Carl Bonnell began his college experience at WSU.


That trip, the only person to give Bonnell a hard time was his brother, Ray, a former walk-on at Washington State.

This time promises to be a new experience.

"It'll be a different feeling," Bonnell said of being in the middle of the field before Cougars fans. "I'll probably get away from some of the screaming from the fans. I'm expecting a little bit of ribbing."

Felix Sweetman would love any ribbing.

The fifth-year, walk-on senior is in line to be Washington's backup on Saturday, and if history is a guide, he might well find himself on the field.

In three of his four starts, Bonnell has suffered some type of injury, the latest a thigh bruise suffered in the first quarter of last Saturday's loss to Stanford. The usual backup, Johnny DuRocher, took over, but suffered a concussion. His availability against Washington State is uncertain.

When DuRocher was knocked out, Sweetman was a matter of seconds from taking the field. Sweetman was given a play number and was about to call the formation when Bonnell limped back onto the field.

"I was pretty excited and a little disappointed. It was very mixed emotions," Sweetman said. "I've wanted to play for the Huskies my entire life."

Sweetman bypassed the chance to have his schooling paid for and perhaps be a starter at Division II Central Washington. Instead, he chose to pay his way through Washington and spend his time on the scout team getting beat up by the No. 1 defense.

Economically, it might not have been the smartest decision. But Sweetman remembers watching games in Husky Stadium as a youth, sitting above Tunnel 8 in the west end of the stadium's lower bowl. Playing at Washington was a dream he wasn't about to let slip away.

And now it's his last game, with the possibility of getting on the field.

"There would be no better way ... to end not just playing for the Huskies, but just end my football career," Sweetman said. "I'm realistic: This is the end for me. I'm done playing football after this. To end it on a note like this would be amazing for me and my family."

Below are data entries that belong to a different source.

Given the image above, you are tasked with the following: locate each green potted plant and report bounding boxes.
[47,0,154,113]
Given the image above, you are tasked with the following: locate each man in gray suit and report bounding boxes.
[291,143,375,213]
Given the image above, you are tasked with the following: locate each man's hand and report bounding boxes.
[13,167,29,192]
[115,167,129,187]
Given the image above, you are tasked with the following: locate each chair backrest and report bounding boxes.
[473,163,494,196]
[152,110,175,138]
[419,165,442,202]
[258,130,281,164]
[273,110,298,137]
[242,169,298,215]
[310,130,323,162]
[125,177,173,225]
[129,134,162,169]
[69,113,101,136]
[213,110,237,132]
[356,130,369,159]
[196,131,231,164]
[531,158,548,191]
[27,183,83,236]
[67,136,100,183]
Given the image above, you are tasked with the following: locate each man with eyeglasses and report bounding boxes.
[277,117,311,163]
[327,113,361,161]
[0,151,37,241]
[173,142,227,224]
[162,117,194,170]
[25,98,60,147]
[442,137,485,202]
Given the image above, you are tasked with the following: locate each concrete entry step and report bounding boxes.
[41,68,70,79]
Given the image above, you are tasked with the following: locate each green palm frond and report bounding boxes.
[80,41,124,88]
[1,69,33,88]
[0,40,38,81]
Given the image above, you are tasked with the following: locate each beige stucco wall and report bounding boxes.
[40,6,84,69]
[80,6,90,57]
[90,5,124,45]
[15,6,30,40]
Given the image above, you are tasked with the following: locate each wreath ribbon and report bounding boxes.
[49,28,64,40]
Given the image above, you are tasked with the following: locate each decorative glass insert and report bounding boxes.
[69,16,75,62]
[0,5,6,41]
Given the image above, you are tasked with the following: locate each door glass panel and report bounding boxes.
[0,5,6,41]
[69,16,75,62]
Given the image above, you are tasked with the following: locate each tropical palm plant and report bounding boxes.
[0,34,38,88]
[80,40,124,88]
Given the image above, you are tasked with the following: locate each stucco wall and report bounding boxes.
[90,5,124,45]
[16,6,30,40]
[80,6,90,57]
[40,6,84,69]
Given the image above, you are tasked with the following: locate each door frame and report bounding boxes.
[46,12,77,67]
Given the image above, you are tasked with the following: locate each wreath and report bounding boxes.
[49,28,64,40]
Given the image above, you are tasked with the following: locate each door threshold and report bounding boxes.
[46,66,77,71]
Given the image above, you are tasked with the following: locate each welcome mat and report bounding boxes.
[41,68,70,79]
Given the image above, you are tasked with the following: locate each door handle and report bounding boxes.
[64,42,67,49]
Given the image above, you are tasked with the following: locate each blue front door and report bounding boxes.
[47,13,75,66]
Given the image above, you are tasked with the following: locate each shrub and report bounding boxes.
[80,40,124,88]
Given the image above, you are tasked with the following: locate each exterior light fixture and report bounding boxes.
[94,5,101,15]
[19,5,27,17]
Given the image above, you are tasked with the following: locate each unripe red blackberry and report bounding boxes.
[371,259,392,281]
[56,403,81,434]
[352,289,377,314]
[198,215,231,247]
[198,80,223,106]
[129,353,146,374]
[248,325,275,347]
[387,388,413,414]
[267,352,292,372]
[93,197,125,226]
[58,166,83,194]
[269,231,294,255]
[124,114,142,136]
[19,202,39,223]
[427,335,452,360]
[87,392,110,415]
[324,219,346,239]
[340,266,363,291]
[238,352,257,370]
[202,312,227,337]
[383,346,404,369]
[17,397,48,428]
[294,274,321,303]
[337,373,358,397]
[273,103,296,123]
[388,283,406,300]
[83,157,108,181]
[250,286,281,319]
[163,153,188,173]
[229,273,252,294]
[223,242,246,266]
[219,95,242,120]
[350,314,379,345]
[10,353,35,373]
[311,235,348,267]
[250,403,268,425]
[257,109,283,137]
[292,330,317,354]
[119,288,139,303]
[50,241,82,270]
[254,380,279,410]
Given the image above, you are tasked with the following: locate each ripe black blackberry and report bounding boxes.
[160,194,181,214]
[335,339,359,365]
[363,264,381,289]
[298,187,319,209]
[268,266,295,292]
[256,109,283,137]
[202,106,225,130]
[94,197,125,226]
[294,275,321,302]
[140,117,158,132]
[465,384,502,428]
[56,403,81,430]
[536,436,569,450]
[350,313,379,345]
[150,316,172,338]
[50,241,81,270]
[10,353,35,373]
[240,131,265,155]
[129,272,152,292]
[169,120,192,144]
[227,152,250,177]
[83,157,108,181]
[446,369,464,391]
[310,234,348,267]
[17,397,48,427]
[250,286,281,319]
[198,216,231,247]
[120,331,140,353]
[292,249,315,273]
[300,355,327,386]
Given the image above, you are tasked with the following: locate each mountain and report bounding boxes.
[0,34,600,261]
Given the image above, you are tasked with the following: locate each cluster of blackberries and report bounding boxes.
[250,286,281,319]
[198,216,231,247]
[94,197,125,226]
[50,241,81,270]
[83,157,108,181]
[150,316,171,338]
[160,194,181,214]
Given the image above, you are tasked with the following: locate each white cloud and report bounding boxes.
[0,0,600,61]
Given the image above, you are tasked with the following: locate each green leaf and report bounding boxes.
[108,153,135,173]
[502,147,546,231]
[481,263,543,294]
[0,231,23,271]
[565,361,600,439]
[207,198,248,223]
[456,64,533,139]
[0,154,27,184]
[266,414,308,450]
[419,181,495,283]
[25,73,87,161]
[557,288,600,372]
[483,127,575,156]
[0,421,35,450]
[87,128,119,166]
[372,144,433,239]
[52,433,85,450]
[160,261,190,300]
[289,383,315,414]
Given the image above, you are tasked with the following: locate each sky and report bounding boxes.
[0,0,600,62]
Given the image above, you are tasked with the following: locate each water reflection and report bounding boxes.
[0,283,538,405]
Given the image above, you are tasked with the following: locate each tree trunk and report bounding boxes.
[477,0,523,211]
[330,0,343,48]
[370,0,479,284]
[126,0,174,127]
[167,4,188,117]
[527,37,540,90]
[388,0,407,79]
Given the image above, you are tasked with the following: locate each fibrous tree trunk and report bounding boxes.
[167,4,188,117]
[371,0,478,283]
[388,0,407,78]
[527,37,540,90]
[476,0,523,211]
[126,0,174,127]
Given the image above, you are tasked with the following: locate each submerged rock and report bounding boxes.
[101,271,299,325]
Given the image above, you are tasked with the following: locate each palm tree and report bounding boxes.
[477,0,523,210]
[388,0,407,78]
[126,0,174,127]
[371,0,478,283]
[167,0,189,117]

Many outsiders believe Saturday is the end for Bonnell, too, despite the fact he still has a year of eligibility. Waiting on the sidelines is highly touted freshman Jake Locker, who will use his redshirt and not play this season. Most fans believe Bonnell is simply a placeholder until Locker is ready for the 2007 season opener at Syracuse, and that Bonnell will return to being a backup.

Bonnell wouldn't speculate on next year, but if Saturday is his final start, he wants to snap Washington's six-game losing streak and head into the offseason on a positive note.

"The Apple Cup is a huge game. This is a game people will be talking about the next 20 years, whichever way it goes," Bonnell said. "The rest of your life you're going to live with what happens."